那么 PLEG 是如何知道新啟動了一個 infra 容器呢?它會定期重新列出節點上的所有容器(例如 docker ps),並與上一次的容器列表進行對比,以此來判斷容器狀態的變化。其實這就是 relist() 函數干的事情,盡管這種方法和以前的 Kubelet 輪詢類似,但現在只有一個線程,就是 PLEG。現在不需要所有的線程並發獲取容器的狀態,只有相關的線程會被喚醒用來同步容器狀態。而且 relist 與容器運行時無關,也不需要外部依賴,簡直完美。
下面我們來看一下 relist() 函數的內部實現。完整的流程如下圖所示:

注意圖中的 RPC 調用部分,后文將會拎出來詳細解讀。完整的源代碼在這里。
盡管每秒鍾調用一次 relist,但它的完成時間仍然有可能超過 1s。因為下一次調用 relist 必須得等上一次 relist 執行結束,設想一下,如果容器運行時響應緩慢,或者一個周期內有大量的容器狀態發生改變,那么 relist 的完成時間將不可忽略,假設是 5s,那么下一次調用 relist 將要等到 6s 之后。

相關的源代碼如下:
//// pkg/kubelet/kubelet.go - NewMainKubelet()
// Generic PLEG relies on relisting for discovering container events.
// A longer period means that kubelet will take longer to detect container
// changes and to update pod status. On the other hand, a shorter period
// will cause more frequent relisting (e.g., container runtime operations),
// leading to higher cpu usage.
// Note that even though we set the period to 1s, the relisting itself can
// take more than 1s to finish if the container runtime responds slowly
// and/or when there are many container changes in one cycle.
plegRelistPeriod = time.Second * 1
// NewMainKubelet instantiates a new Kubelet object along with all the required internal modules.
// No initialization of Kubelet and its modules should happen here.
func NewMainKubelet(kubeCfg *kubeletconfiginternal.KubeletConfiguration, ...
:
klet.pleg = pleg.NewGenericPLEG(klet.containerRuntime, plegChannelCapacity, plegRelistPeriod, klet.podCache, clock.RealClock{})
//// pkg/kubelet/pleg/generic.go - Start()
// Start spawns a goroutine to relist periodically.
func (g *GenericPLEG) Start() {
go wait.Until(g.relist, g.relistPeriod, wait.NeverStop)
}
//// pkg/kubelet/pleg/generic.go - relist()
func (g *GenericPLEG) relist() {
... WE WILL REVIEW HERE ...
}
回到上面那幅圖,relist 函數第一步就是記錄 Kubelet 的相關指標(例如 kubelet_pleg_relist_latency_microseconds),然后通過 CRI 從容器運行時獲取當前的 Pod 列表(包括停止的 Pod)。
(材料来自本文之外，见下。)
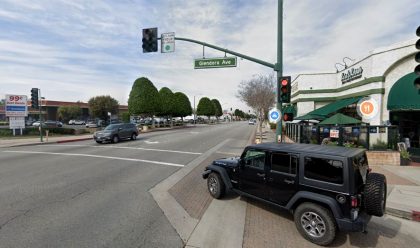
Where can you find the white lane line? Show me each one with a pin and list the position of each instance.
(125, 147)
(97, 156)
(151, 142)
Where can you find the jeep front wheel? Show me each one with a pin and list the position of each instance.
(375, 194)
(315, 223)
(215, 185)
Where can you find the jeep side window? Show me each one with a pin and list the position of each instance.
(283, 162)
(255, 159)
(322, 169)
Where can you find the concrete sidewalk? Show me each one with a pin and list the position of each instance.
(36, 141)
(403, 184)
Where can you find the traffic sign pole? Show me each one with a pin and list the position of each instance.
(40, 114)
(279, 65)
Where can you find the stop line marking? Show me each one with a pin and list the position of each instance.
(125, 147)
(97, 156)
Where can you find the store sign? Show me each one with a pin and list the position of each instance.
(16, 122)
(334, 133)
(16, 105)
(367, 108)
(352, 74)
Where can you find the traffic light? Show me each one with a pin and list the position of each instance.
(149, 40)
(34, 98)
(284, 89)
(287, 117)
(417, 58)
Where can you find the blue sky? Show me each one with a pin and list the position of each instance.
(74, 50)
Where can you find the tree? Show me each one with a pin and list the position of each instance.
(66, 113)
(205, 107)
(99, 106)
(144, 98)
(167, 99)
(217, 108)
(182, 105)
(258, 93)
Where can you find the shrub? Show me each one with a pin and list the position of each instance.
(380, 145)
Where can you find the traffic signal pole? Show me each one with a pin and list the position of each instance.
(40, 114)
(279, 66)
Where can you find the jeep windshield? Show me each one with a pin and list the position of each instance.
(360, 167)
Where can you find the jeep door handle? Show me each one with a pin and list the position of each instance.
(289, 181)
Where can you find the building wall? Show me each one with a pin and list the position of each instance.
(381, 69)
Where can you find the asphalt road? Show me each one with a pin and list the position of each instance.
(84, 194)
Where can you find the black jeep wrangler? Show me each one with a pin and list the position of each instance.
(327, 188)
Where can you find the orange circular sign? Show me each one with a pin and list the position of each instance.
(367, 108)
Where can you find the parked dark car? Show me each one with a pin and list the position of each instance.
(327, 188)
(116, 132)
(52, 124)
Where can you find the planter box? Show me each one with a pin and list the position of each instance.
(383, 158)
(405, 161)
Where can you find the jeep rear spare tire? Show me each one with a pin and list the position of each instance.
(375, 194)
(215, 185)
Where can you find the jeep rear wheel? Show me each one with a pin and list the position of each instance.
(115, 139)
(315, 223)
(375, 194)
(215, 185)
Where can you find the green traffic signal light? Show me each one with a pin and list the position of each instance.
(149, 40)
(34, 98)
(284, 89)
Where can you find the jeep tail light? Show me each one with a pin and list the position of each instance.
(354, 202)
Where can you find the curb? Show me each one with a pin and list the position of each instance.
(413, 215)
(72, 140)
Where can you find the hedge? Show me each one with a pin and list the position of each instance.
(51, 131)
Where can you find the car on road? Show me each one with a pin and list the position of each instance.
(327, 188)
(252, 122)
(77, 122)
(36, 124)
(50, 123)
(116, 132)
(91, 124)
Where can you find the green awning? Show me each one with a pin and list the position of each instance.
(334, 106)
(323, 112)
(310, 117)
(404, 95)
(340, 119)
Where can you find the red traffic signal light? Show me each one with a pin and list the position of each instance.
(287, 117)
(284, 89)
(417, 59)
該 Pod 列表會和之前的 Pod 列表進行比較,檢查哪些狀態發生了變化,然后同時生成相關的 Pod 生命周期事件和更改后的狀態。
//// pkg/kubelet/pleg/generic.go - relist()
:
// get a current timestamp
timestamp := g.clock.Now()
// kubelet_pleg_relist_latency_microseconds for prometheus metrics
defer func() {
metrics.PLEGRelistLatency.Observe(metrics.SinceInMicroseconds(timestamp))
}()
// Get all the pods.
podList, err := g.runtime.GetPods(true)
:
其中 GetPods() 函數的調用堆棧如下圖所示:

相關的源代碼如下:
//// pkg/kubelet/kuberuntime/kuberuntime_manager.go - GetPods()
// GetPods returns a list of containers grouped by pods. The boolean parameter
// specifies whether the runtime returns all containers including those already
// exited and dead containers (used for garbage collection).
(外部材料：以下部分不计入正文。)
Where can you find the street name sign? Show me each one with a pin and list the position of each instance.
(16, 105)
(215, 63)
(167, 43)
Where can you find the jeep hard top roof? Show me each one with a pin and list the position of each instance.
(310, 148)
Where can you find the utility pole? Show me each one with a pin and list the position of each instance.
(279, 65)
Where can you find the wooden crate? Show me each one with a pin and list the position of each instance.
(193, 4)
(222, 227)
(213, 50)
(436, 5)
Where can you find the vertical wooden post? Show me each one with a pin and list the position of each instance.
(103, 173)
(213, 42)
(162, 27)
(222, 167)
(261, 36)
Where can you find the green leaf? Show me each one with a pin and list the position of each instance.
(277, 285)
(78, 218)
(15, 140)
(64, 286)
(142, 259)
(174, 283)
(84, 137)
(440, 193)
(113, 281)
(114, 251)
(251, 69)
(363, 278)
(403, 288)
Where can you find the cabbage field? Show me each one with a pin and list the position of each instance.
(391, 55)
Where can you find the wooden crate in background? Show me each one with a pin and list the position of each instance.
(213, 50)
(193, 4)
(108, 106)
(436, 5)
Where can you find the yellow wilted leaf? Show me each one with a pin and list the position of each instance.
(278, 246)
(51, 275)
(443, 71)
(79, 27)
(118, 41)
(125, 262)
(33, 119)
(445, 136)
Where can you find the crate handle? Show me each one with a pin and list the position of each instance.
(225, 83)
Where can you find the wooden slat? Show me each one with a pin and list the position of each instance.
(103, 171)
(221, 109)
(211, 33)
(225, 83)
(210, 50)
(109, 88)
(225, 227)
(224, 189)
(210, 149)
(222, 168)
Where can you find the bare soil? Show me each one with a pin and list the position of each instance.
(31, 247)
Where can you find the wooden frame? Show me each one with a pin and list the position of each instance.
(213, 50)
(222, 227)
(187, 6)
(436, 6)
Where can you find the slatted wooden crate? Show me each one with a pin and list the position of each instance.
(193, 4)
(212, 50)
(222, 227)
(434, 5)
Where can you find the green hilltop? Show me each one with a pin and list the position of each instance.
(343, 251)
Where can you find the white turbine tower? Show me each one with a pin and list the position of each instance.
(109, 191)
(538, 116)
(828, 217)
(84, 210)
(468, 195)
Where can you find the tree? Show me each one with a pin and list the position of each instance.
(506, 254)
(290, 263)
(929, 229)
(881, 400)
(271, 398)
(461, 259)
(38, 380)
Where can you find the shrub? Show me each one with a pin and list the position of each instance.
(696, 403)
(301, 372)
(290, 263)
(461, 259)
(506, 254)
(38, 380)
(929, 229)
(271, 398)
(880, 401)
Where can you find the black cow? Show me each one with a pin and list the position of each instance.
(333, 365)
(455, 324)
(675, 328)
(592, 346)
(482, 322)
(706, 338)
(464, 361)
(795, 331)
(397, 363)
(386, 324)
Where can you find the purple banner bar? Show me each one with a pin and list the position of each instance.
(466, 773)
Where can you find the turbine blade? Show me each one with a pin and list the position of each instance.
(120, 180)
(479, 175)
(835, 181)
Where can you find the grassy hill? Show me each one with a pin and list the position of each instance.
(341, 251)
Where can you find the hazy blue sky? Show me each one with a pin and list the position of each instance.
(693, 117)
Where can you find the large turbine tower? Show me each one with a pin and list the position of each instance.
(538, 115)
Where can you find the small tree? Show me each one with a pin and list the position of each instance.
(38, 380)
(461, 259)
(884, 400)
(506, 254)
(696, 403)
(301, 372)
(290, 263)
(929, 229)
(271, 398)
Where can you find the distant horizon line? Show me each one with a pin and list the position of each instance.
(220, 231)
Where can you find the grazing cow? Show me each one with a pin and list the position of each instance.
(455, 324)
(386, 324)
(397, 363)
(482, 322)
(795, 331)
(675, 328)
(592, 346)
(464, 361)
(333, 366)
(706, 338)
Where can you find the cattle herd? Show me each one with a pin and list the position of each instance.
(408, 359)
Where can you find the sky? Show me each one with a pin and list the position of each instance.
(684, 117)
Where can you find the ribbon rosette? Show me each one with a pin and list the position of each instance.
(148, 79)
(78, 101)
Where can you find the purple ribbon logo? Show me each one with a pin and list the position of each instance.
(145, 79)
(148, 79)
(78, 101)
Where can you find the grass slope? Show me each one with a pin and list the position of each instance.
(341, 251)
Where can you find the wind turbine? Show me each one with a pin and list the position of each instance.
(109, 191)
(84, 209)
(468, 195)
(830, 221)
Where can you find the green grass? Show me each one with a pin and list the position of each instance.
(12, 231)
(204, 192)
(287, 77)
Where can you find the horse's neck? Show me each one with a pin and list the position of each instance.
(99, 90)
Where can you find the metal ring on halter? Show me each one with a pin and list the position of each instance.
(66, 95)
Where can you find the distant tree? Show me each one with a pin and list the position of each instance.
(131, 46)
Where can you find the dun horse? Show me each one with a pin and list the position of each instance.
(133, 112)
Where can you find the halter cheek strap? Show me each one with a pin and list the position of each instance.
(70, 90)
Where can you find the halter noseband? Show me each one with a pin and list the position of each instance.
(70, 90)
func (m *kubeGenericRuntimeManager) GetPods(all bool) ([]*kubecontainer.Pod, error) {
pods := make(map[kubetypes.UID]*kubecontainer.Pod)
sandboxes, err := m.getKubeletSandboxes(all)
:
}
//// pkg/kubelet/kuberuntime/kuberuntime_sandbox.go - getKubeletSandboxes()
// getKubeletSandboxes lists all (or just the running) sandboxes managed by kubelet.
func (m *kubeGenericRuntimeManager) getKubeletSandboxes(all bool) ([]*runtimeapi.PodSandbox, error) {
:
resp, err := m.runtimeService.ListPodSandbox(filter)
:
}
//// pkg/kubelet/remote/remote_runtime.go - ListPodSandbox()
// ListPodSandbox returns a list of PodSandboxes.
func (r *RemoteRuntimeService) ListPodSandbox(filter *runtimeapi.PodSandboxFilter) ([]*runtimeapi.PodSandbox, error) {
:
resp, err := r.runtimeClient.ListPodSandbox(ctx, &runtimeapi.ListPodSandboxRequest{
:
return resp.Items, nil
}
獲取所有的 Pod 列表后,relist 的完成時間就會更新成當前的時間戳。也就是說,Healthy() 函數可以根據這個時間戳來評估 relist 是否超過了 3 分鍾。
//// pkg/kubelet/pleg/generic.go - relist()
// update as a current timestamp
g.updateRelistTime(timestamp)
將當前的 Pod 列表和上一次 relist 的 Pod 列表進行對比之后,就會針對每一個變化生成相應的 Pod 級別的事件。相關的源代碼如下:
//// pkg/kubelet/pleg/generic.go - relist()
pods := kubecontainer.Pods(podList)
g.podRecords.setCurrent(pods)
// Compare the old and the current pods, and generate events.
eventsByPodID := map[types.UID][]*PodLifecycleEvent{}
for pid := range g.podRecords {
oldPod := g.podRecords.getOld(pid)
pod := g.podRecords.getCurrent(pid)
// Get all containers in the old and the new pod.
allContainers := getContainersFromPods(oldPod, pod)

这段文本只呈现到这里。